Следом за собачкой вошел высокий офицер в щегольском мундире и нарядной фуражке с фашистским орлом на тулье. В дверях он неожиданно встретился с перепуганным пристальным взглядом женщины и невольно стушевался, рука его потянулась к козырьку фуражки.
Скоро он понял, что перед ним обыкновенная русская баба, и устыдился минутной растерянности. Лицо его снова приняло высокомерное выражение, и он, стягивая белую перчатку, прошел мимо, оттеснив женщину плечом. Всем своим видом он как бы подчеркивал, что вовсе не испугался, а отдал честь из вежливости, как воспитанный офицер великой армии фюрера.
Собачка бежала на поводке и поминутно оглядывалась, как бы приглашая офицера за собой, она точно боялась идти одна.
Офицер был так молод, что казался совсем юным. И если бы не элегантный серо-зеленый мундир с серебряными нашивками и не револьвер в новенькой кобуре, висевший на поясе спереди, его можно было бы принять за долговязого подростка.

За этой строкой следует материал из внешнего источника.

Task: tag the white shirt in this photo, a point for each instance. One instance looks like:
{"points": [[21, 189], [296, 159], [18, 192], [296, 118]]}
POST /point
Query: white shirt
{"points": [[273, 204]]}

За офицером ввалился в дом пожилой денщик с двумя чемоданами в руках и третьим под мышкой. На шее у него хомутом висели два автомата «шмайсер». Солдат мрачно сопел под тяжестью груза и свирепо зыркал глазами по сторонам, выбирая место, куда сложить чемоданы.
Пока денщик носил с улицы личные вещи офицера, сам он с мрачной брезгливостью обошел русскую печь, обвешанную тряпочками, шерстяными носками, мешочками с душистой мятой для просушки, оглядел комнаты, которые сообщались между собой. На ходу он разговаривал с денщиком:
– Макс, кому принадлежит эта конюшня? Где я могу принять ванну?